Response: "Marie Curie's husband was Pierre Curie, a French physicist. They were married in 1895 and worked together on radioactivity research."

Use Case 2: Comparative Queries

Query: "Compare the population of Tokyo and New York"

Agentic Process:

  1. Identify entities: Tokyo → Q1490, New York → Q60
  2. Identify property: population → P1082
  3. Query: Get P1082 with temporal qualifiers for both entities
  4. Compare values and dates
  5. Format comparative response

Response: "As of 2024, Tokyo has a population of approximately 14 million (metropolitan area: 37.4 million), while New York City has a population of approximately 8.3 million (metropolitan area: 19.6 million)."

Use Case 3: Temporal Queries

Query: "When did World War II start and end?"

Agentic Process:

  1. Identify entity: World War II → Q362
  2. Identify properties: start time → P580, end time → P582
  3. Query: Get P580 and P582 values for Q362
  4. Format temporal response

Response: "World War II started on September 1, 1939 and ended on September 2, 1945, lasting approximately 6 years."

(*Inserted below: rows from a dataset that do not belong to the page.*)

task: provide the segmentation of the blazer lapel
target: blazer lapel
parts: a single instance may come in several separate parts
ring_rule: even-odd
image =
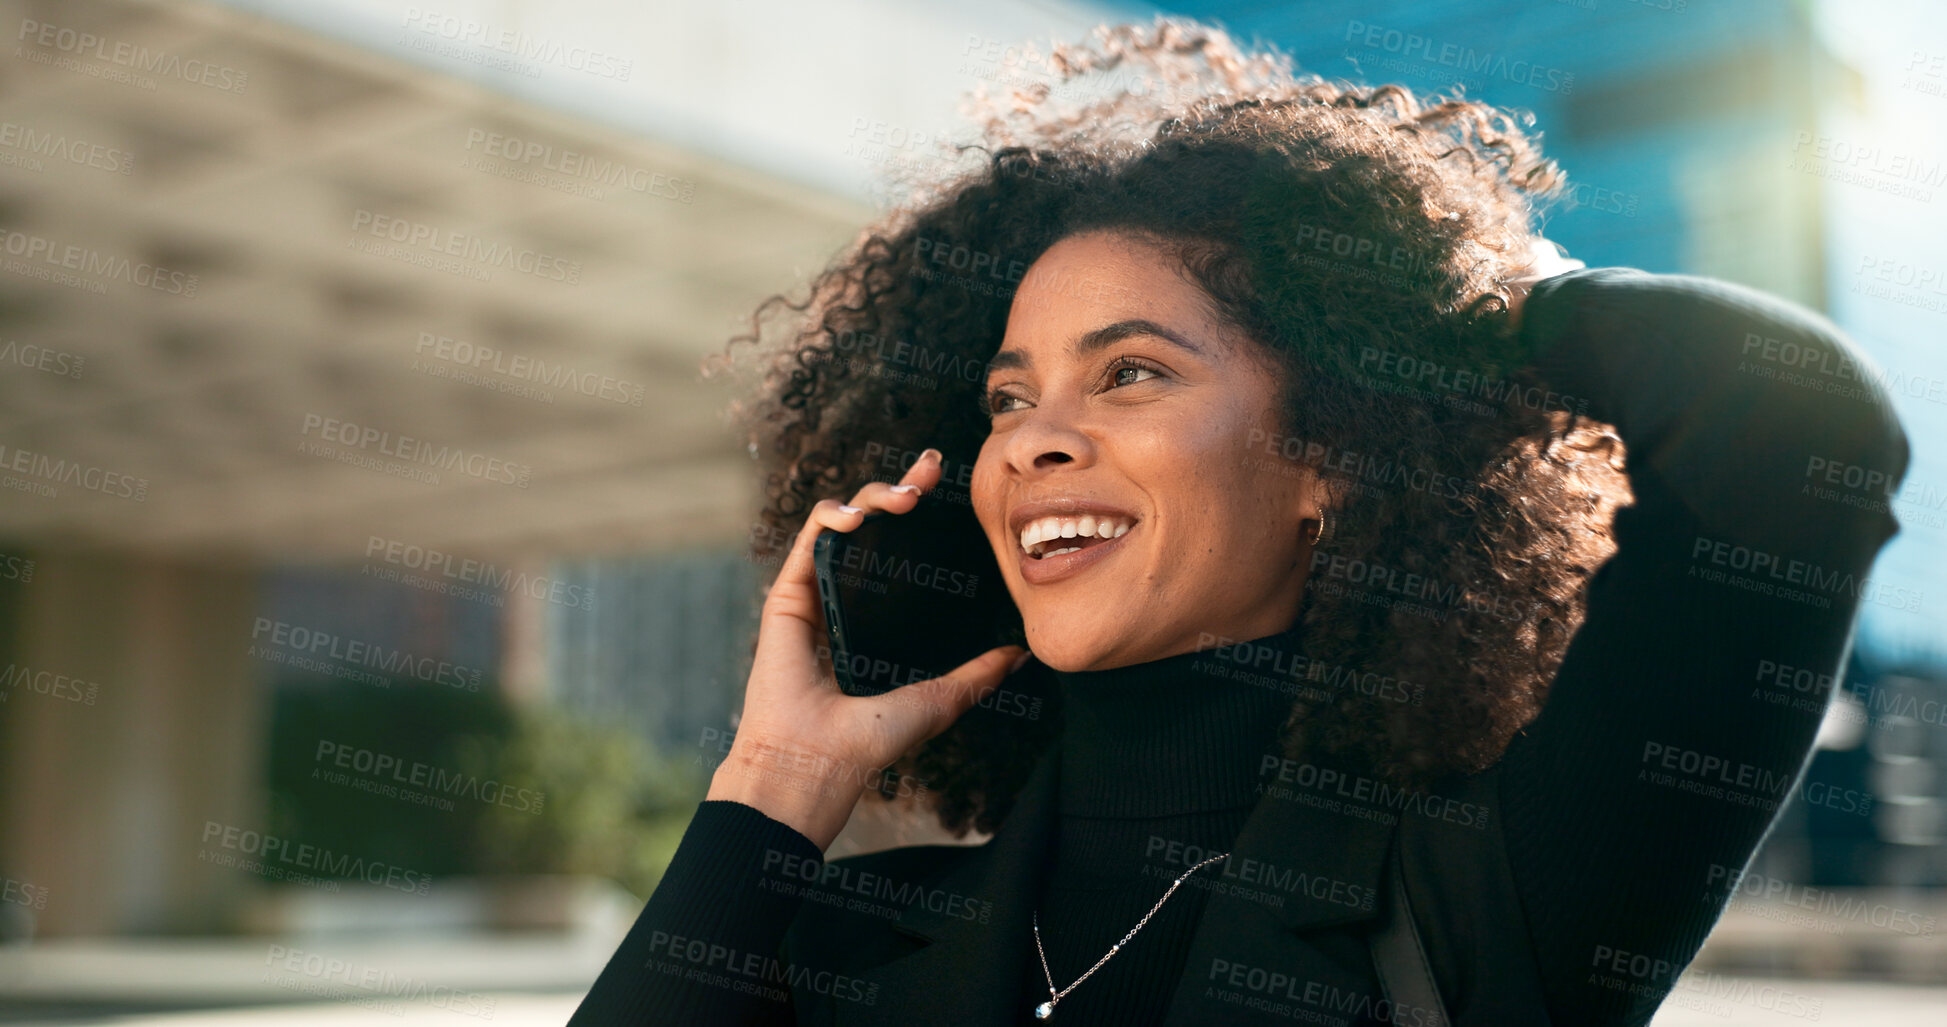
[[[858,976],[878,985],[870,1006],[838,1003],[836,1024],[1013,1023],[1032,1005],[1020,969],[1033,944],[1034,897],[1056,815],[1054,750],[1041,757],[1014,808],[985,845],[970,850],[933,890],[992,903],[982,923],[945,906],[906,907],[894,930],[925,947]]]
[[[1396,823],[1391,810],[1267,783],[1212,885],[1166,1022],[1356,1021],[1373,1008],[1363,930],[1330,929],[1383,912]]]
[[[877,986],[877,1000],[836,1003],[834,1024],[1015,1023],[1046,997],[1021,968],[1034,943],[1031,917],[1058,812],[1056,772],[1050,750],[993,839],[930,889],[992,903],[987,922],[942,904],[907,906],[891,929],[924,947],[859,971]],[[1267,782],[1209,884],[1166,1022],[1289,1023],[1292,1011],[1356,1021],[1374,1009],[1380,995],[1362,925],[1384,910],[1397,818],[1383,805]],[[1348,927],[1360,929],[1338,930]],[[1268,1012],[1278,1006],[1287,1012]]]

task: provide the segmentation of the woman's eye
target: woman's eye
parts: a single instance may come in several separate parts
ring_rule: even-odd
[[[989,414],[1004,414],[1014,409],[1014,407],[1008,404],[1019,403],[1020,401],[1020,397],[1018,396],[1010,396],[1005,392],[991,392],[987,395],[987,412]]]
[[[1124,364],[1110,373],[1109,380],[1116,385],[1134,385],[1144,380],[1144,378],[1139,376],[1145,375],[1154,378],[1156,377],[1156,372],[1136,364]]]

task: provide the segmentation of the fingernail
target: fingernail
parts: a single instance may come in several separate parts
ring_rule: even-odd
[[[946,459],[946,456],[945,456],[944,454],[942,454],[942,453],[941,453],[941,452],[940,452],[939,450],[937,450],[937,449],[934,449],[934,448],[933,448],[933,447],[931,447],[931,446],[928,446],[928,447],[926,447],[926,452],[924,452],[924,453],[921,453],[921,454],[919,455],[919,458],[920,458],[921,460],[924,460],[924,459],[926,459],[926,458],[927,458],[927,457],[929,457],[929,456],[930,456],[930,457],[932,457],[932,458],[933,458],[933,459],[935,459],[935,460],[945,460],[945,459]]]
[[[918,492],[919,486],[918,485],[894,485],[892,487],[892,490],[894,492]]]
[[[844,503],[838,504],[838,510],[840,513],[858,513],[864,509],[865,507],[862,506],[846,506]]]
[[[1027,651],[1026,649],[1021,650],[1021,655],[1016,656],[1014,658],[1014,665],[1012,667],[1007,668],[1007,672],[1009,674],[1012,674],[1015,671],[1020,670],[1022,667],[1027,666],[1028,661],[1033,658],[1034,658],[1033,653]]]

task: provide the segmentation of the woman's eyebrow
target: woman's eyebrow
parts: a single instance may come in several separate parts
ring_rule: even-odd
[[[1068,351],[1075,356],[1084,357],[1105,346],[1113,345],[1123,339],[1137,335],[1153,335],[1165,342],[1180,346],[1197,356],[1203,356],[1203,350],[1195,343],[1154,321],[1140,317],[1128,318],[1117,321],[1114,324],[1103,325],[1100,328],[1084,332],[1069,345]],[[1028,357],[1026,351],[1004,349],[994,354],[994,359],[987,362],[987,371],[991,374],[995,371],[1028,367],[1033,363],[1034,361]]]

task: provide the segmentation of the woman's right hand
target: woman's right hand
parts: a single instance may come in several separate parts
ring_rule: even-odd
[[[872,482],[849,504],[811,508],[764,599],[737,737],[706,799],[755,807],[824,849],[881,768],[946,730],[1026,657],[1020,646],[990,649],[942,677],[875,696],[846,695],[831,675],[812,564],[819,533],[855,530],[874,511],[910,513],[939,480],[940,453],[928,449],[898,485]]]

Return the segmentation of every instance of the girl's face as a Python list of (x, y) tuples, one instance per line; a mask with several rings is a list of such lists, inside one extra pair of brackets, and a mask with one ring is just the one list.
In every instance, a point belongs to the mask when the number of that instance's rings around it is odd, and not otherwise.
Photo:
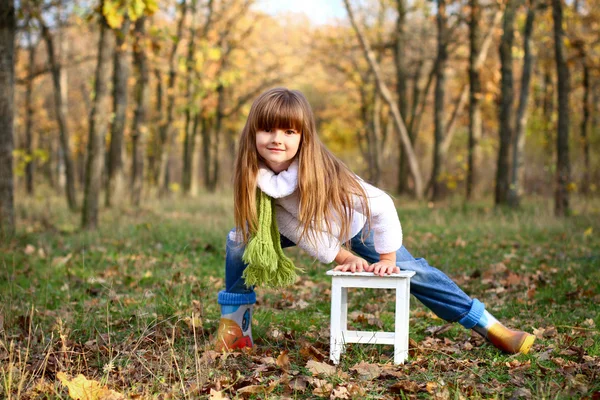
[(294, 161), (300, 138), (295, 129), (265, 129), (256, 132), (256, 149), (267, 166), (278, 174)]

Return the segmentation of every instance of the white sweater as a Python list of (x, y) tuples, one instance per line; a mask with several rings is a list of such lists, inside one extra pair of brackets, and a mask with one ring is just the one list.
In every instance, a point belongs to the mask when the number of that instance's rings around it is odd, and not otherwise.
[[(385, 192), (359, 180), (367, 194), (371, 210), (371, 228), (374, 231), (375, 251), (379, 254), (397, 251), (402, 246), (402, 227), (394, 202)], [(260, 165), (257, 176), (258, 187), (275, 201), (275, 213), (279, 233), (296, 243), (301, 249), (323, 263), (332, 262), (340, 251), (341, 243), (356, 236), (367, 222), (360, 201), (354, 202), (354, 213), (350, 226), (350, 237), (339, 238), (339, 224), (332, 224), (333, 232), (320, 231), (314, 237), (317, 246), (307, 239), (300, 240), (302, 229), (298, 220), (298, 161), (287, 170), (275, 174), (267, 166)], [(234, 236), (235, 237), (235, 236)], [(235, 238), (232, 237), (232, 240)]]

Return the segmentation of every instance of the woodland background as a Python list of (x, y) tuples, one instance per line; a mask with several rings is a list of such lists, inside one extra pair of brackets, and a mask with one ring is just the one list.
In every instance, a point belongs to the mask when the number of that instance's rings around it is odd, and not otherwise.
[(598, 193), (594, 1), (346, 2), (323, 25), (250, 0), (4, 3), (3, 227), (40, 185), (87, 228), (99, 204), (229, 187), (249, 106), (277, 85), (391, 193), (554, 195), (559, 215)]
[[(0, 398), (600, 398), (600, 3), (258, 6), (0, 0)], [(405, 365), (333, 367), (327, 267), (295, 248), (254, 349), (212, 350), (236, 141), (274, 86), (530, 354), (413, 300)], [(392, 329), (380, 292), (351, 327)]]

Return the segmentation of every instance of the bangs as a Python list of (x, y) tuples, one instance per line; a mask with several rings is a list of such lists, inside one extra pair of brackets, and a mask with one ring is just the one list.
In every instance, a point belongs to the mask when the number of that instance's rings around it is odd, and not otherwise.
[(294, 129), (298, 133), (303, 130), (302, 104), (294, 96), (274, 96), (256, 105), (253, 123), (254, 132), (266, 129)]

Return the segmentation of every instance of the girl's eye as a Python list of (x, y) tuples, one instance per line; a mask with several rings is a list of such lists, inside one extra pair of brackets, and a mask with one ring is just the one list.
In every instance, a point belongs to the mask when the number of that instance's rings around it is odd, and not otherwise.
[(293, 135), (294, 133), (296, 133), (296, 131), (293, 129), (288, 129), (287, 131), (285, 131), (285, 133), (287, 133), (288, 135)]
[(270, 129), (268, 129), (268, 128), (267, 128), (267, 129), (264, 129), (264, 131), (265, 131), (265, 132), (271, 132), (271, 130), (270, 130)]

Use Case 4: Relationship Traversal

Query: "List the novels written by the author of Pride and Prejudice"

Agentic Process:

  1. Identify work: Pride and Prejudice → Q170583
  2. Query property: author → P50
  3. Result: Jane Austen → Q36322
  4. Query inverse: works by author (P800 or P50 inverse)
  5. Filter by instance of novel (Q8261)
  6. Format list response

Response: "The author of Pride and Prejudice is Jane Austen. Her novels include: Sense and Sensibility (1811), Pride and Prejudice (1813), Mansfield Park (1814), Emma (1815), Northanger Abbey (1817), and Persuasion (1817)."